Outsourcing clinical trials: Further thoughts
A story on the outsourcing of clinical trials appeared recently in the National Post. We’ve written about this topic recently here and the National Post article reiterates a few of the key concerns about outsourcing. This article also addresses the issue of outsourcing from the perspective of some Canadian researchers who have taken their projects elsewhere.

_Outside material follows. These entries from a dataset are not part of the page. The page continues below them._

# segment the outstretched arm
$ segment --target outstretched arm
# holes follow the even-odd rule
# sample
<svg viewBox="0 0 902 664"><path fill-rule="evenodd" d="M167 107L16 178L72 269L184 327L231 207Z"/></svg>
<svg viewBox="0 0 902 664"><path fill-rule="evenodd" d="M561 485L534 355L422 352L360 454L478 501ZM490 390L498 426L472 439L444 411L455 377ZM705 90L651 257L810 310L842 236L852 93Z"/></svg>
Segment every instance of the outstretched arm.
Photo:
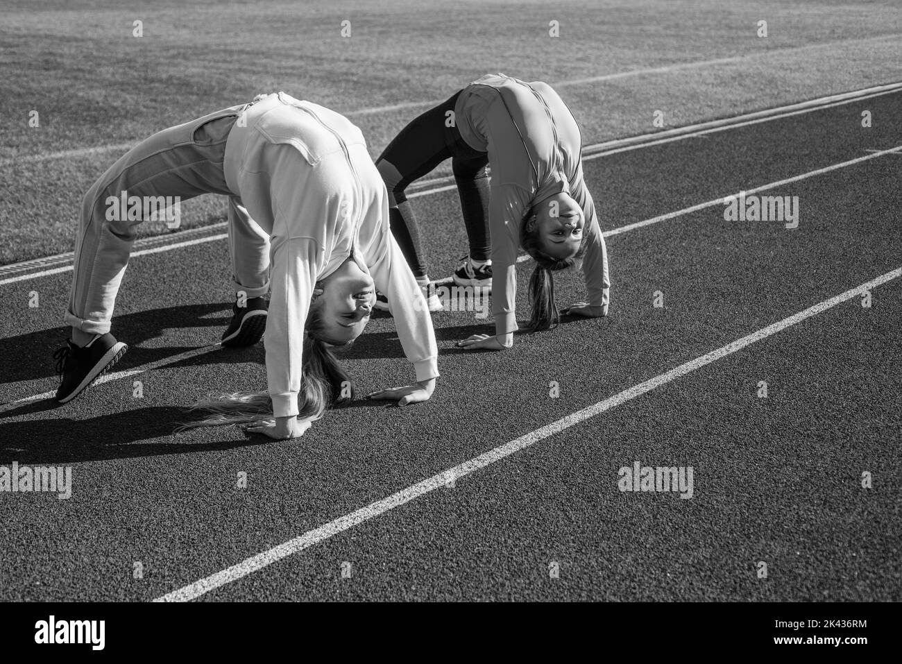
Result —
<svg viewBox="0 0 902 664"><path fill-rule="evenodd" d="M595 204L592 194L585 187L583 179L583 165L576 169L576 177L570 188L571 195L577 205L583 208L585 219L585 255L583 258L583 276L585 279L585 290L588 292L588 302L577 302L565 309L565 313L578 316L601 317L608 315L611 280L608 275L608 249L602 235L598 216L595 213Z"/></svg>

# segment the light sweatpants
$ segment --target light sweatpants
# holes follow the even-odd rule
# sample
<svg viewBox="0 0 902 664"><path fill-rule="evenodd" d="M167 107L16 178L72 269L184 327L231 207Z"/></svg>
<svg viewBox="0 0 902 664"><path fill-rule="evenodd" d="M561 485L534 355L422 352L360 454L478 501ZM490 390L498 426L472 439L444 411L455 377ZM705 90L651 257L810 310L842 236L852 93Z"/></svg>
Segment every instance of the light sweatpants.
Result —
<svg viewBox="0 0 902 664"><path fill-rule="evenodd" d="M228 196L228 240L236 290L269 290L270 238L230 191L223 172L226 141L247 105L165 129L124 154L82 201L66 324L89 334L109 332L115 296L141 221L108 221L107 198ZM173 289L176 287L173 280Z"/></svg>

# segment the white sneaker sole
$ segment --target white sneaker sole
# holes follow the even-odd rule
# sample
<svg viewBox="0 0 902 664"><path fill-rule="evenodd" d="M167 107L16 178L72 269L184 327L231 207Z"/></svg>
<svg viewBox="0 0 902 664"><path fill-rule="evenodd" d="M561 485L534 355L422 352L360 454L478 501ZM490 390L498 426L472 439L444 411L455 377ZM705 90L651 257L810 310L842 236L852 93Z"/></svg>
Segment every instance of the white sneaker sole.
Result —
<svg viewBox="0 0 902 664"><path fill-rule="evenodd" d="M57 402L69 403L77 396L81 394L81 392L87 390L90 384L94 383L94 381L106 374L110 367L117 363L119 358L125 355L126 350L128 350L128 346L123 342L117 341L114 344L110 349L104 354L104 356L97 360L97 364L96 364L87 373L81 383L78 383L78 386L72 391L72 393L63 399L58 399Z"/></svg>

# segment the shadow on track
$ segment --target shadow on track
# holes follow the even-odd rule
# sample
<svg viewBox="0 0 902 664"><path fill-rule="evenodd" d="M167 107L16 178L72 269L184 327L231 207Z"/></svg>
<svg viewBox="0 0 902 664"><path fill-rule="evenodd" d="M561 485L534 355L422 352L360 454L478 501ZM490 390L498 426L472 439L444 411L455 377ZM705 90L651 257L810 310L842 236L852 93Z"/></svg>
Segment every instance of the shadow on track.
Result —
<svg viewBox="0 0 902 664"><path fill-rule="evenodd" d="M40 403L30 405L31 412L41 410ZM241 431L243 439L215 443L192 442L192 438L197 441L197 437L189 436L188 432L173 435L179 423L189 419L183 409L154 406L88 420L54 418L0 423L0 440L3 440L0 464L79 463L231 449L269 440L244 431ZM165 438L166 442L142 442L160 438Z"/></svg>

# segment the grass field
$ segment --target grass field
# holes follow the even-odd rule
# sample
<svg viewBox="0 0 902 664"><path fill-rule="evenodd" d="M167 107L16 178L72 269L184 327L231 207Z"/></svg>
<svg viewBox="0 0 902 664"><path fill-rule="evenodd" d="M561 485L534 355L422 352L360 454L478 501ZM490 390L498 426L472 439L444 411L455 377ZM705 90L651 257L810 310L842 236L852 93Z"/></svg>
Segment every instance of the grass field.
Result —
<svg viewBox="0 0 902 664"><path fill-rule="evenodd" d="M82 194L129 145L260 92L349 115L375 156L490 71L558 87L591 144L655 131L655 111L678 126L897 80L900 63L888 3L7 2L0 263L71 251ZM224 208L184 213L188 228Z"/></svg>
<svg viewBox="0 0 902 664"><path fill-rule="evenodd" d="M0 263L69 251L82 190L127 144L261 91L346 113L375 155L489 71L554 85L586 144L902 80L890 4L7 7ZM48 395L71 272L0 273L0 465L73 476L68 500L0 494L0 599L899 601L900 117L897 89L593 155L607 318L474 354L455 344L491 320L438 312L429 401L361 399L299 440L174 434L199 394L265 384L262 345L216 345L219 231L133 259L114 318L131 348L64 407ZM726 221L723 198L756 188L797 197L798 227ZM456 194L414 206L445 276L465 251ZM224 213L188 208L188 227ZM556 283L562 306L584 299L578 274ZM345 364L361 394L410 378L387 316ZM620 491L635 462L692 466L693 498Z"/></svg>

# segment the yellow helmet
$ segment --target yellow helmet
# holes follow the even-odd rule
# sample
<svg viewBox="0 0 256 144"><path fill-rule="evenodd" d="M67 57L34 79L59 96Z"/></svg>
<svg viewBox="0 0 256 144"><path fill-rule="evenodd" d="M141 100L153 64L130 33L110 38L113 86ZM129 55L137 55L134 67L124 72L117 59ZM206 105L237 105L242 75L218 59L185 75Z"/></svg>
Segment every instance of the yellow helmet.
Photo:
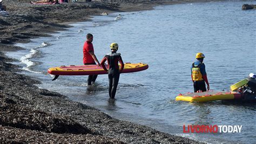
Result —
<svg viewBox="0 0 256 144"><path fill-rule="evenodd" d="M117 51L118 50L118 44L116 43L112 43L110 45L110 49L116 50Z"/></svg>
<svg viewBox="0 0 256 144"><path fill-rule="evenodd" d="M201 52L199 52L197 53L197 55L196 56L196 58L205 58L205 55Z"/></svg>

Here’s the story: Outsourced side effects
Here are a couple of things that I found most interesting about this article:
The comments from researchers interviewed for the story seem to demonstrate, to some degree, limited understanding of the usefulness of research ethics review. One researcher from the University of Toronto claims that the kinds of processes required in order to be allowed to conduct research are “bogging down” researchers so they are turning to other locales to conduct research. Canadian review processes are supposedly part of the problem. Outsourcing clinical research doesn’t necessarily solve that problem, however. Research being conducted in other countries still requires ethics review in Canada at the institution at which the researcher is affiliated or in the case of a pharmaceutical company, with an independent or private Canadian ethics review board to ensure that the research processes adhere to our federal guidelines. The kind of processes that “bog” researchers down can actually help to avoid the problems that are reported by researchers elsewhere in the article. A Canadian ethics review process can’t always anticipate the kinds of local problems identified in the article (like falsification of data or research being conducted on persons without consent), but it’s a good start to avoiding them. While the bureaucracy to which this researcher refers is a source of much frustration for researchers, these processes can help to facilitate the rigourous and ethical conduct of research — wherever it’s being conducted.
The model requiring “local ethics review”, mandated by the Tri Council Policy Statement also means that some kind of review needs to happen wherever the research is outsourced to. This is a necessary part of gaining access to other locales and helps researchers to begin to understand local issues, standards and concerns.
Some researchers may claim that the process of an ethics review in a country where research is outsourced to would lack the same kind of rigour or validity of the processes we have here. The article quotes one researcher, commenting on a kind of cultural divide he experienced when problems occurred with the data from his research project, outsourced to Iran:
“It’s a different culture, a culture with a lack, perhaps, of a long-standing research tradition dedicated to high standards and integrity.”
It’s dangerous to make broad negative generalizations about the “lack” of research integrity in other countries while claiming a kind of moral high ground here in the developed world. We’ve certainly had our share of research scandals. We’ve seen (and blogged about) researchers falsifying research to make themselves look better, to make a product or medicine appear more favorable than it really is or to promote a product or person. We’ve read about researchers ignoring conflicts of interest, forging signatures of colleagues and claiming research as their own that in fact is not. The list goes on. What’s really important both here and overseas is good training and mentoring for researchers, and vigilant oversight from ethics boards.